In [1]:
import xml.etree.ElementTree as ET
input_files = ["users", "badges", "tags", "posts", "posttags", "comments", "dummy"]

db_config = {
    'host': 'localhost',
    'database': 'ubuntu2',
    'user': 'postgres',
    'password': 'root',
    'port': '5432'
}

data_directory = 'C:\\Users\\mr2714\\OneDrive - rit.edu\\Python_Projects\\BigData\\data\\'

chunk_size = 5

print("hello")

hello


In [2]:
posts_query = """
    INSERT INTO posts (Id, ParentId, OwnerUserId, AcceptedAnswerId, Title, Body, Score, ViewCount, CreationDate)
    VALUES %s
    """
post_tags_query = """
    INSERT INTO posttags (PostId, TagId)
    VALUES %s
    """

In [3]:
import psycopg2
import psycopg2.extras as extras
import os

def connect():
    return psycopg2.connect(
        dbname=db_config['database'],
        user=db_config['user'],
        password=db_config['password'],
        host=db_config['host'],
        port=db_config['port']
    )

# method to connect and execute an sql file script for database
def exec_sql_file(path):
    # full_path = os.path.join(os.path.dirname(__file__), f'./{path}')
    current_directory = os.getcwd()
    full_path = os.path.join(current_directory, f'./{path}')
    conn = connect()
    cur = conn.cursor()
    with open(full_path, 'r') as file:
        cur.execute(file.read())
    conn.commit()
    conn.close()

# method to connect and get one record from db; based on provide query
def exec_get_one(sql, args={}):
    conn = connect()
    cur = conn.cursor()
    cur.execute(sql, args)
    one = cur.fetchone()
    conn.close()
    return one

# method to connect and get all records from db; based on provide query
def exec_get_all(sql, args={}):
    conn = connect()
    cur = conn.cursor()
    cur.execute(sql, args)
    # https://www.psycopg.org/docs/cursor.html#cursor.fetchall
    list_of_tuples = cur.fetchall()
    conn.close()
    return list_of_tuples

# method to execute a query; based on provided query
def exec_commit(sql, args={}):
    conn = connect()
    cur = conn.cursor()
    result = cur.execute(sql, args)
    conn.commit()
    conn.close()
    return result

# method to excute a bulk query (i.e., to insert chunk of data togather) based on provided query and input data
def execute_df_values(sql, tuples):
    conn = connect()
    cur = conn.cursor()
    result = extras.execute_values(cur, sql, tuples)
    conn.commit()
    conn.close()
    return result


In [4]:
def create_schema():
    # Run the script file to create schema. 
    exec_sql_file('create_schema.sql')

# create_schema()

In [5]:
# This method removes entries with non-existent FK Ids from chunk_data.
def remove_invalid_entries_links(chunk_data, valid_ids, loc):
    # return only data that contains valid ids
    return [data for data in chunk_data if int(data[loc]) in valid_ids]
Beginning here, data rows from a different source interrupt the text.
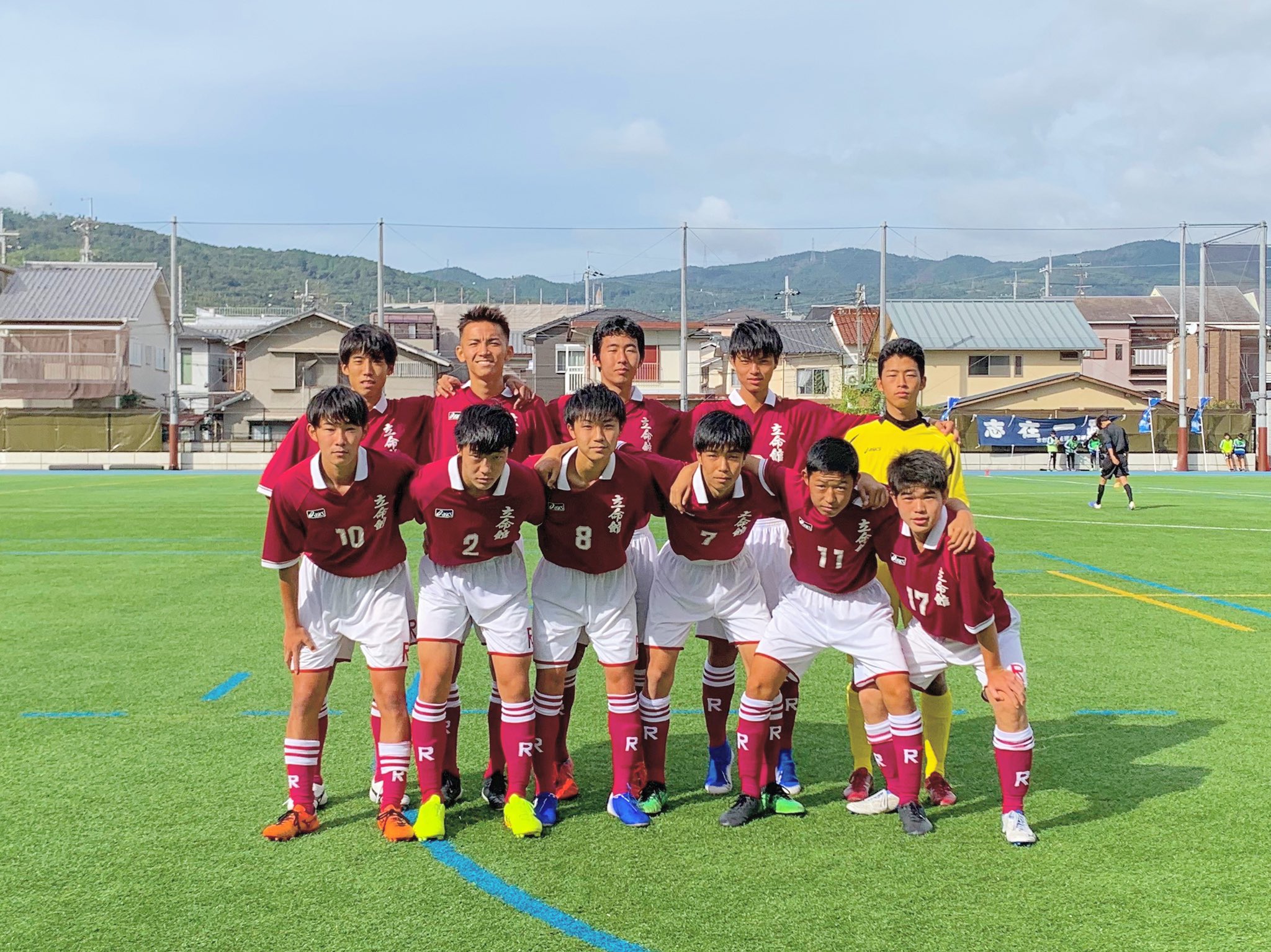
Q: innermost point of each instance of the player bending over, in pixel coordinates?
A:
(961, 618)
(332, 533)
(835, 601)
(473, 572)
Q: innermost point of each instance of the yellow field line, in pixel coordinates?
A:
(1151, 601)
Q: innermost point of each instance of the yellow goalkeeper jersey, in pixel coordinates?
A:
(880, 441)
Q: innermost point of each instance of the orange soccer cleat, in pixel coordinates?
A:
(394, 825)
(294, 823)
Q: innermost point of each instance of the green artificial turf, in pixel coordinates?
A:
(143, 593)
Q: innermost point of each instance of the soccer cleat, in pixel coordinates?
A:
(1017, 830)
(431, 822)
(627, 810)
(546, 809)
(858, 786)
(881, 802)
(293, 823)
(394, 827)
(743, 811)
(778, 800)
(913, 820)
(938, 791)
(519, 817)
(320, 797)
(452, 788)
(493, 789)
(566, 786)
(652, 799)
(377, 792)
(720, 770)
(786, 773)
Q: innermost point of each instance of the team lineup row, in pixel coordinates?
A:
(815, 529)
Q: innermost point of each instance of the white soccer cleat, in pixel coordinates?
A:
(881, 802)
(1017, 830)
(378, 791)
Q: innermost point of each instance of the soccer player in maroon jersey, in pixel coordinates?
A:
(473, 572)
(651, 426)
(835, 601)
(333, 536)
(960, 617)
(585, 581)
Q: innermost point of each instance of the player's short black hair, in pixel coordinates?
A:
(720, 431)
(618, 326)
(336, 405)
(833, 456)
(755, 337)
(375, 342)
(594, 402)
(918, 469)
(903, 348)
(486, 429)
(485, 314)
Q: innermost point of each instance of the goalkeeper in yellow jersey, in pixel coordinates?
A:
(900, 429)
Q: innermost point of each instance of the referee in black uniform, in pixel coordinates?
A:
(1114, 459)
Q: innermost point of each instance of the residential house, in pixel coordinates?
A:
(84, 336)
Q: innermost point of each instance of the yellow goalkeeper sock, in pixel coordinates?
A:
(937, 720)
(862, 754)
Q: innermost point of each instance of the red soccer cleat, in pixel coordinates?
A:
(938, 791)
(860, 786)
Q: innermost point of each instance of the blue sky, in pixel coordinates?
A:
(734, 116)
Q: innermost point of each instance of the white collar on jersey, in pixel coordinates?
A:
(736, 400)
(457, 481)
(564, 480)
(933, 538)
(315, 469)
(699, 488)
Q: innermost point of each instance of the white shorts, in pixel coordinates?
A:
(928, 656)
(686, 591)
(375, 612)
(567, 600)
(770, 543)
(809, 621)
(491, 595)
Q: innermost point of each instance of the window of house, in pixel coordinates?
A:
(814, 382)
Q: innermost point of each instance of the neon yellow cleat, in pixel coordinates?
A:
(519, 817)
(431, 822)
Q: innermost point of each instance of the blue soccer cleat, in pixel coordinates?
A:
(546, 809)
(786, 775)
(720, 770)
(627, 810)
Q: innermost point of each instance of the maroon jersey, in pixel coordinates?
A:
(464, 528)
(355, 534)
(837, 554)
(392, 426)
(590, 529)
(952, 596)
(534, 429)
(784, 429)
(651, 426)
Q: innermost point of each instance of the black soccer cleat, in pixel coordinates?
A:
(913, 819)
(493, 789)
(743, 811)
(452, 788)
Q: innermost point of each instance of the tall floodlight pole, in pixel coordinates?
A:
(684, 315)
(173, 354)
(1181, 464)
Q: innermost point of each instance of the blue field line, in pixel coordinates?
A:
(523, 902)
(1224, 603)
(225, 686)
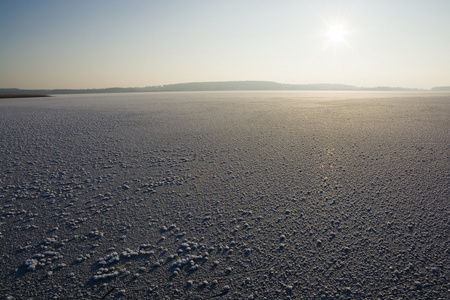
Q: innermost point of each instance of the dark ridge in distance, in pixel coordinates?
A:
(218, 86)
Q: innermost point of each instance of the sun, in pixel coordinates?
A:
(336, 33)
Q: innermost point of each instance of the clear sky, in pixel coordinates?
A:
(50, 44)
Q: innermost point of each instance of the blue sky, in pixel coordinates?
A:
(96, 44)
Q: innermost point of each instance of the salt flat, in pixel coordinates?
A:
(232, 195)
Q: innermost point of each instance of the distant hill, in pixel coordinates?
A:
(213, 86)
(441, 88)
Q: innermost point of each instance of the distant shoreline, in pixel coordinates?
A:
(215, 86)
(23, 96)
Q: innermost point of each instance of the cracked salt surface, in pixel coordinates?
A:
(225, 195)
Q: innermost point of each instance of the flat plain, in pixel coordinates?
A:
(226, 195)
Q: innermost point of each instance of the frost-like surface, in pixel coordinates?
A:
(225, 196)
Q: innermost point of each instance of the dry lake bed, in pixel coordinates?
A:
(226, 195)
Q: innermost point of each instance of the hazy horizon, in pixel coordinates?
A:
(103, 44)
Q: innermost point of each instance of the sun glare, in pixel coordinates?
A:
(336, 33)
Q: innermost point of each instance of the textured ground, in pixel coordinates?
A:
(225, 195)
# This methods removes entries with non-existent FK Ids from chunk_data but ignore entries where the FK Id is None.
def remove_invalid_entries_links_ignore_none(chunk_data, valid_ids, loc):
    # return only data that contains valid ids and None ids
    return [data for data in chunk_data if data[loc] is None or int(data[loc]) in valid_ids]

# This method extract ids from chunk_data on give location to compare FK ids with existing Ids in the database.
def extract_ids_from_chunk(chunk_data, loc):
    # return ids extracted from given location from chunk_data
    return [int(data[loc]) for data in chunk_data]
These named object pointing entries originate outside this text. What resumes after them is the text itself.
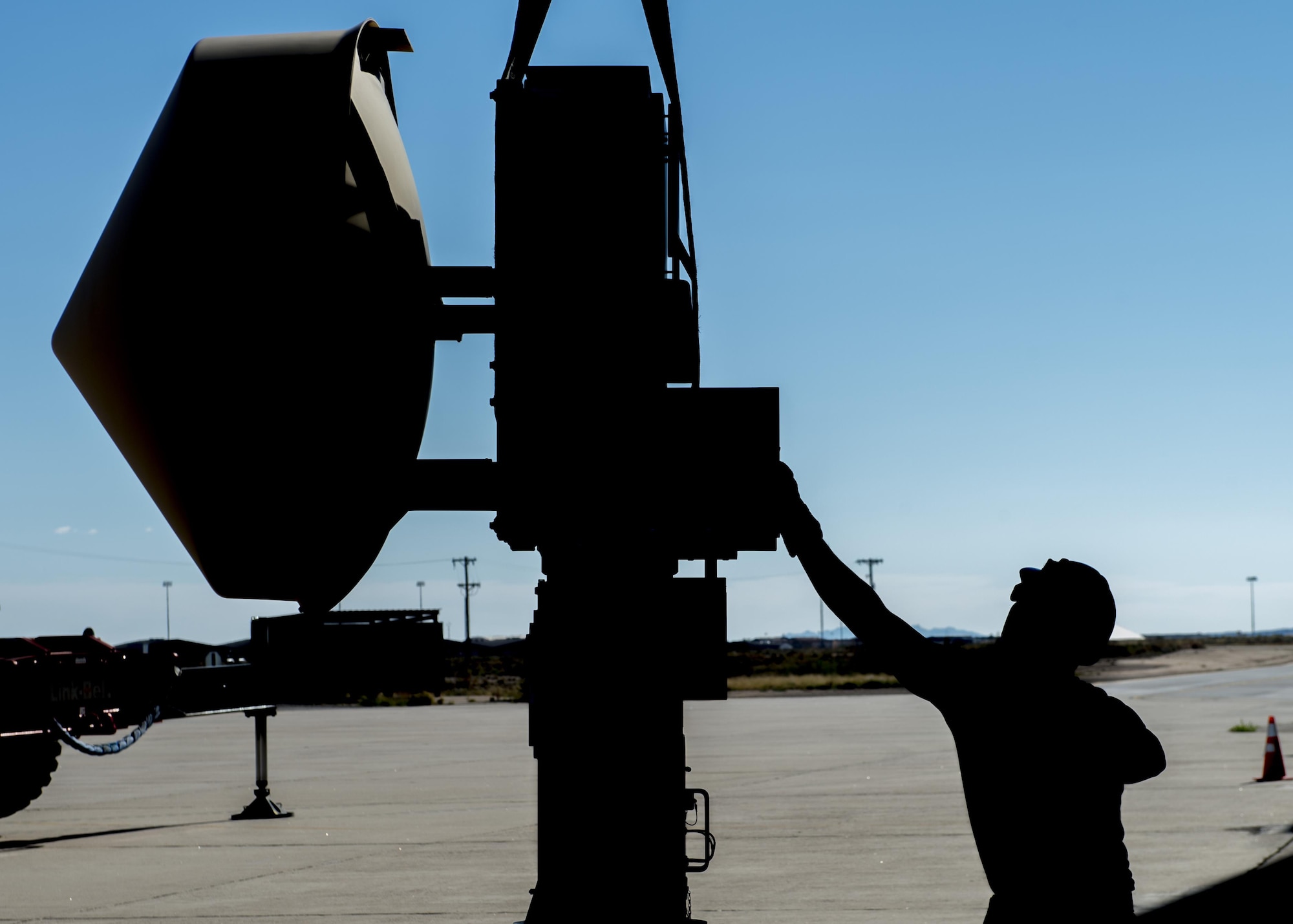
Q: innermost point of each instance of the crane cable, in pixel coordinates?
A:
(112, 747)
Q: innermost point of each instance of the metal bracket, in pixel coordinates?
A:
(700, 827)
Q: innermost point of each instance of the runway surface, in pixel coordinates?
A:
(828, 809)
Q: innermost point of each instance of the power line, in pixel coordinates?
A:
(467, 588)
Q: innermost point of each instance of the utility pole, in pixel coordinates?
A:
(1252, 606)
(467, 586)
(871, 568)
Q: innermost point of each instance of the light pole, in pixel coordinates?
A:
(871, 568)
(1252, 606)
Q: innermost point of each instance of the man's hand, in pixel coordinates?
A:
(795, 521)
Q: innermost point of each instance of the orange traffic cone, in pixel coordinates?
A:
(1273, 768)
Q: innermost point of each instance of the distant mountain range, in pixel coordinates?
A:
(937, 632)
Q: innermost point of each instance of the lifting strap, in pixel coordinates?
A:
(529, 23)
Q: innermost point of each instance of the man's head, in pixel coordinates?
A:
(1063, 612)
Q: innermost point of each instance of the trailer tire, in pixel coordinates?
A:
(27, 765)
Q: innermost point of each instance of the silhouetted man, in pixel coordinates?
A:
(1044, 756)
# This method extract ids from chunk_data on give location to compare FK ids with existing Ids in the database. Only includes non-None values.
def extract_ids_from_chunk_none(chunk_data, loc):
    # # return ids extracted from given location from chunk_data only where is not None
    return [int(data[loc]) for data in chunk_data if data[loc] is not None]
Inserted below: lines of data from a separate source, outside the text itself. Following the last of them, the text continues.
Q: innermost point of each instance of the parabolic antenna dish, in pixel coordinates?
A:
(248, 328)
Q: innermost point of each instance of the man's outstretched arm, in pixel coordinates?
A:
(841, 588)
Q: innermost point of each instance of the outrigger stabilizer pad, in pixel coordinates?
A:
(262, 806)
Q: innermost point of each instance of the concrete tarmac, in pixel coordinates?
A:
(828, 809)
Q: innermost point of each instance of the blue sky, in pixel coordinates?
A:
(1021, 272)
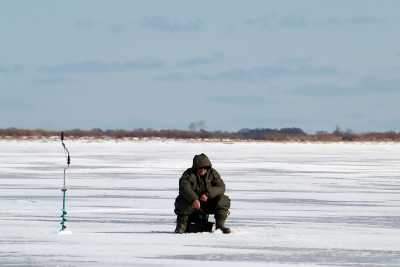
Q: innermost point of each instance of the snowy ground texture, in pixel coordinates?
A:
(292, 204)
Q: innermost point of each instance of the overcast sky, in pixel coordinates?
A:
(233, 64)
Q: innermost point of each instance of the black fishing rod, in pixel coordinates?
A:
(64, 188)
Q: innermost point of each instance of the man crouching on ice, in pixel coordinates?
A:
(201, 189)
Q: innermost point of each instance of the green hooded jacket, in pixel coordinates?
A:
(192, 186)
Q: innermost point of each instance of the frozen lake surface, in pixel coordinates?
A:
(292, 204)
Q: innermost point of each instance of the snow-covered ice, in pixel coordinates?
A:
(292, 204)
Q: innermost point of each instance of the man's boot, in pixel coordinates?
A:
(181, 224)
(220, 223)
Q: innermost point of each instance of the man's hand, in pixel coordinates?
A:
(204, 198)
(196, 204)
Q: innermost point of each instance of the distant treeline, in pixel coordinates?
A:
(265, 134)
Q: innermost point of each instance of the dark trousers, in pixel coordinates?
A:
(219, 206)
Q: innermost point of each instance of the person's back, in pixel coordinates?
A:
(201, 189)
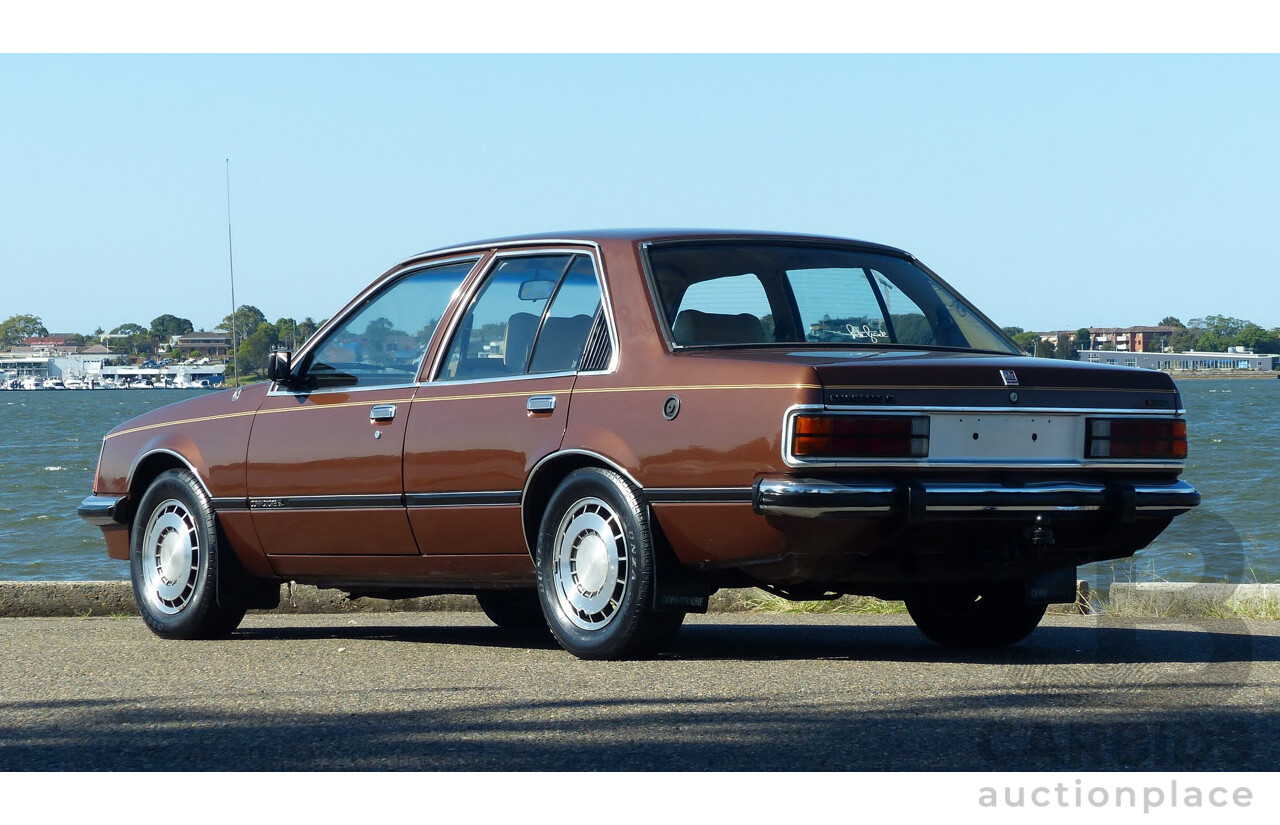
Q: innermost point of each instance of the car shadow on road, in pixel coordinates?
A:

# This method checks which ids are valid by querying the database and returns only valid_ids to ensure fk is not violated.
def check_valid_fk_ids(table, ids):
    valid_ids = set()
    if ids:
        # Make sure that only to check for valid table names to avoid SQL injection. 
        if table.lower() not in {t.lower() for t in input_files}:
            raise ValueError("Invalid table name")
        sql = "SELECT Id FROM " + table + " WHERE Id IN %s"
        result = exec_get_all(sql, (tuple(ids),))
        valid_ids = [row[0] for row in result]
    return valid_ids

def check_valid_fk_ids_from_chunk(chunk_data, ids):
    valid_ids = set()
    if ids:
        ids_set = set(ids)
        valid_ids = {data[0] for data in chunk_data if data[0] in ids_set}
    return valid_ids

# This method removes entries with non-existent FK Ids from chunk_data.
def remove_invalid_entries_links_chunked(chunk_data, valid_ids, loc, chunk_size=5000):
    # return only data that contains valid ids and None ids
    valid_ids_set = set(valid_ids)
    filtered_data = []
    # Process in chunks
    for i in range(0, len(chunk_data), chunk_size):
        chunk = chunk_data[i:i + chunk_size]
        filtered_data.extend(data for data in chunk if int(data[loc]) in valid_ids_set)
    
    return filtered_data

In [6]:
def report_db_statistics():
    # loop over all the tables
    for table in input_files:
        # input files are known to avoid SQL injection
        query = "SELECT COUNT(*) FROM " + table + ";"
        result = exec_get_one(query)
        if result:
            print("Table: ", table, " Record Inserted: ", result[0])
report_db_statistics()

Table:  users  Record Inserted:  1450497
Table:  badges  Record Inserted:  1977517
Table:  tags  Record Inserted:  3155
Table:  posts  Record Inserted:  909005
Table:  posttags  Record Inserted:  1130897
Table:  comments  Record Inserted:  616366
Table:  dummy  Record Inserted:  910366


In [7]:
def remove_self_bulk_post(chunk_data, loc):
    # make s set of valid Ids (postIds)
    post_ids = {data[0] for data in chunk_data}
    # make a set of valid Ids based on location 1/3, excluding None
    parent_ids = {data[loc] for data in chunk_data if data[loc] is not None}
    # Find invalid Ids
    invalid_ids = parent_ids - post_ids
    # filter data to remove invalid Ids
    filtered_chunk_data = [data for data in chunk_data if data[loc] not in invalid_ids]
    return filtered_chunk_data

# This method inserts data in a dummy table to ensure that correct data is entered. 
# This is done to avoid memory; as reading whole post has body and tags which can get really big. 
def dummy_posts_insert(input_file):
    import xml.etree.ElementTree as ET

    input_file = data_directory + input_file
    context = ET.iterparse(input_file, events=("start", "end"))

    chunk_data = []
    # read the whole data into chunk 
    for event, elem in context:
        if elem.tag == 'row' and elem.get('Id') is not None and elem.get('OwnerUserId') is not None: 
                # Get posts data to insert into posts
            element_data = (
                    elem.get('Id'), elem.get('ParentId'),
                    elem.get('OwnerUserId'), elem.get('AcceptedAnswerId')
                )
            chunk_data.append(element_data)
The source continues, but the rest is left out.